A utilização de pelo menos uma bomba guiada com precisão implicaria que os militares israelitas tivessem escolhido o chalé que albergava os três jornalistas como alvo antes do ataque. A presença de drones e torres de vigia vigiando o grupo de jornalistas claramente marcados durante os 23 dias anteriores torna provável que as forças israelitas estivessem cientes da sua localização – e do seu estatuto como membros da imprensa.
Um porta-voz do Departamento de Estado recusou-se a comentar o ataque em Hasbaya, mas disse que os EUA “exortaram consistentemente Israel a garantir a proteção dos civis, incluindo jornalistas”.
Segundo a lei dos EUA, se um país utilizar armas fornecidas pelos EUA num crime de guerra, a assistência militar a esse país deverá ser suspensa. Apesar das evidências de vários casos em que munições dos EUA foram utilizadas por Israel para cometer potenciais crimes de guerra, a assistência militar dos EUA a Israel continuou inalterada.
Israel matou seis jornalistas no Líbano e pelo menos 122 em Gaza e na Cisjordânia desde 7 de Outubro de 2023 – o período mais mortal para jornalistas nas últimas quatro décadas, de acordo com o Comité para a Protecção dos Jornalistas.
De acordo com Irene Khan, relatora especial da ONU para a promoção e protecção do direito à liberdade de opinião e expressão, as autoridades israelitas estão “ignorando descaradamente” as suas obrigações legais internacionais em relação à protecção dos jornalistas.
Khan disse: “A história do The Guardian sobre o que aconteceu no sul do Líbano corresponde ao padrão de assassinatos e ataques das forças israelenses a jornalistas em Gaza. Os assassinatos selectivos, a desculpa de que os ataques foram dirigidos contra grupos armados sem fornecer qualquer prova que apoiasse a alegação, a falta de condução de investigações exaustivas, tudo parece fazer parte de uma estratégia deliberada dos militares israelitas para silenciar reportagens críticas sobre a guerra e obstruir a documentação de possíveis crimes de guerra internacionais”.

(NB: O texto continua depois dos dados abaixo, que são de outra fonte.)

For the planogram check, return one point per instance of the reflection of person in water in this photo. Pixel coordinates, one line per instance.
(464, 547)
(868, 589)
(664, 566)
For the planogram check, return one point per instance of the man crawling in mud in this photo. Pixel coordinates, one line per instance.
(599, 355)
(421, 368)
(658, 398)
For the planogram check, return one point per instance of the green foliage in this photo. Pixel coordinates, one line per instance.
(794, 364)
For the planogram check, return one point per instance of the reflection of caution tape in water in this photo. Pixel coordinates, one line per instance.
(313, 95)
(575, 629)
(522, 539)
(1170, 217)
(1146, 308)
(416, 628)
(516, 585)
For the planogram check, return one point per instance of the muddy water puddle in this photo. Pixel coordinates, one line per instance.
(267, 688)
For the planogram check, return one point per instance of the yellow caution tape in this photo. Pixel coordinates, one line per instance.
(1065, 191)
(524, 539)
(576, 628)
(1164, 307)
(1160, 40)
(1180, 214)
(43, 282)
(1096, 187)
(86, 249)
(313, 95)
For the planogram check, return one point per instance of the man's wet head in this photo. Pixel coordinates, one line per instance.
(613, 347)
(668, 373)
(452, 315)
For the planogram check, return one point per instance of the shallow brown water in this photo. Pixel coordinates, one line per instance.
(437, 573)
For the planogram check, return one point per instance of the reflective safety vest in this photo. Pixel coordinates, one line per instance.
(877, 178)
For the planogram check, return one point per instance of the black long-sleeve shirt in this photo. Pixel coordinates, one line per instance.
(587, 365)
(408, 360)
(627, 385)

Apesar das declarações indicando que iria rever certos ataques contra jornalistas, os militares israelitas ainda não divulgaram qualquer informação sobre as investigações sobre o assassinato de jornalistas.
“Foi o silêncio da comunidade internacional que permitiu que isto acontecesse”, disse Ftouni.
Os ataques a jornalistas em Hasbaya e noutras partes do sul do Líbano tiveram um efeito negativo sobre os trabalhadores dos meios de comunicação social no Líbano, que já não sabem onde podem trabalhar em segurança.
Entretanto, as famílias dos jornalistas não conseguem superar a perda dos seus entes queridos.
“Ele realmente era um grande homem. Eu sei que ele parecia tão grande, mas ele era realmente um homem gentil. E ele era tão, tão engraçado”, disse Najjar sobre seu marido, Ghassan.
“Ainda não acredito que Ghassan tenha morrido. Ainda estou esperando a porta se abrir e ele entrar. Ele me prometeu que um dia envelheceríamos e iríamos morar juntos no sul – mas agora ele ficou lá e eu ficarei aqui, em Beirute, para sempre”, disse ela.